A developer blog starter built with Next.js, React, TypeScript, and Markdown for creating custom static sites.
Devii is a developer blog starter kit that enables developers to create custom, static blogs using Next.js, React, TypeScript, and Markdown. It solves the problem of building a personalized blog without being locked into a restrictive theme or platform, offering tools for Markdown rendering, SEO, and RSS generation out of the box.
Developers and technical writers who want to build a custom, self-hosted blog with full control over design and functionality, using modern web technologies like Next.js and TypeScript.
Developers choose Devii for its flexibility and minimalism—it provides essential blogging utilities without imposing design decisions, allowing complete customization while leveraging the performance and developer experience of Next.js.
A developer blog starter for 2021 (Next.js + React + TypeScript + Markdown + syntax highlighting)
Open-Awesome is built by the community, for the community.
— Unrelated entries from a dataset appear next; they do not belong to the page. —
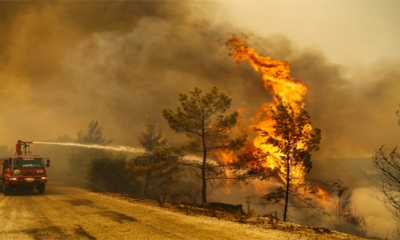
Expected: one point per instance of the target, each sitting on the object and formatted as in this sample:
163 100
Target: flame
279 83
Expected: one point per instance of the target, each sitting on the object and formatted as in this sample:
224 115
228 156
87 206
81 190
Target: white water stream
113 148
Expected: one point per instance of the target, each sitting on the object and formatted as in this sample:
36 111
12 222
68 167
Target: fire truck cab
23 172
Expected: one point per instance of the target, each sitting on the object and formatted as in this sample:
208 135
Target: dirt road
65 212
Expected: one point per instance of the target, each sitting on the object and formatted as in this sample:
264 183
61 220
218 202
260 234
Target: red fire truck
23 170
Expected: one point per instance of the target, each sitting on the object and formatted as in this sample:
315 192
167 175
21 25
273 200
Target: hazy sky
64 64
348 32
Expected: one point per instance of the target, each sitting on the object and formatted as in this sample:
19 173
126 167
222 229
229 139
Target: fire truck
23 170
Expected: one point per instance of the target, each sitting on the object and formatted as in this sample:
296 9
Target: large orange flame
279 83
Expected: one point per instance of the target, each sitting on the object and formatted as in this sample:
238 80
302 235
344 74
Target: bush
106 172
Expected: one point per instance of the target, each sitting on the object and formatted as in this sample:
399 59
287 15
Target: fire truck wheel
6 190
41 189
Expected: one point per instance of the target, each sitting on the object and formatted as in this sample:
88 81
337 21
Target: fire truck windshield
26 163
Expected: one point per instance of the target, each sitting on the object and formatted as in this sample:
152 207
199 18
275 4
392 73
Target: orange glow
279 83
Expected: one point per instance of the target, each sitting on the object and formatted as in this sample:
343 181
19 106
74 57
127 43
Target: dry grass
267 222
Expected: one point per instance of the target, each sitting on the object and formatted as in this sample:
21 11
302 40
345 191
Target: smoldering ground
63 64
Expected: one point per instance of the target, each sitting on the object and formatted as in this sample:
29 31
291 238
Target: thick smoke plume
64 64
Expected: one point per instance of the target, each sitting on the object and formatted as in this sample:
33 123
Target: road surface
65 212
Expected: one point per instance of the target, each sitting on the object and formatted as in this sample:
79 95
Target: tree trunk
204 182
287 190
146 186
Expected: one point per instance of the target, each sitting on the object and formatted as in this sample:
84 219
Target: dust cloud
66 63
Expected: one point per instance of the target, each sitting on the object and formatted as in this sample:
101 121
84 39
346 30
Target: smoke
112 148
64 64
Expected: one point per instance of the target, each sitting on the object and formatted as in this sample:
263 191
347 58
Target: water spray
113 148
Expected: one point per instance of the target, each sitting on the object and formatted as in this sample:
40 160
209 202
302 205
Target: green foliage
290 130
78 159
106 172
156 168
201 118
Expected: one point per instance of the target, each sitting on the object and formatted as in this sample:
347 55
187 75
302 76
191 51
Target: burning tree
286 136
200 117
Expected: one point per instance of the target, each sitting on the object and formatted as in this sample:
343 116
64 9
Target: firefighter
18 147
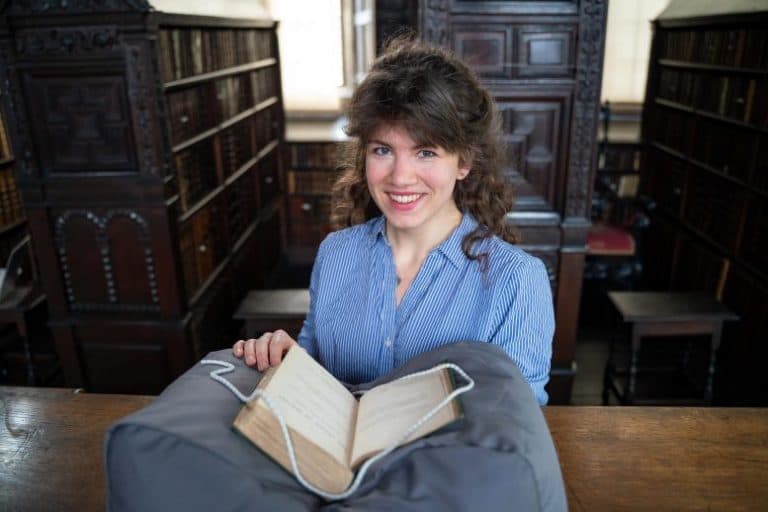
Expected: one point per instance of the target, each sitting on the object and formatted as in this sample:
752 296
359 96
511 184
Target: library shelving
703 171
151 151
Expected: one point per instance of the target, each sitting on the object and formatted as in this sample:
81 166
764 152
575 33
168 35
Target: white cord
257 393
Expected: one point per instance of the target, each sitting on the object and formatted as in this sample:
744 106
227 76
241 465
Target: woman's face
411 184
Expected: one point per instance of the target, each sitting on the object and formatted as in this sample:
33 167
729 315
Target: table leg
716 334
629 395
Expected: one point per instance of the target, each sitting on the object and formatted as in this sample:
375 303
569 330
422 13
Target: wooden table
613 458
665 314
267 310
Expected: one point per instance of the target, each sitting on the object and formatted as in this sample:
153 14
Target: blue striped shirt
356 330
Submit a project, suggest an awesome list, or help improve the catalog on GitHub.
Leverages Next.js for static site export with hot reload during development, enabling fast hosting on services like Vercel and Netlify as highlighted in the README.
Supports writing posts in Markdown with extensive frontmatter metadata for SEO, authorship, and more, detailed in the PostData type in loader.ts.
Automatically generates meta tags, canonical URLs, and an RSS feed from blog posts, improving search visibility and content syndication without extra setup.
Provides modifiable utilities like loader.ts and Markdown.tsx, allowing full control over design and functionality to build a personalized blog.
Uses styled-jsx with global styles that conflict with third-party components, as admitted in the README, making it tricky to integrate other CSS libraries seamlessly.
Content management is file-based via Markdown, lacking a user-friendly interface for updates without direct code or file system access, which limits non-technical use.
As a scaffold, essential elements like the homepage must be built from scratch, increasing time to launch compared to more complete starters with pre-designed pages.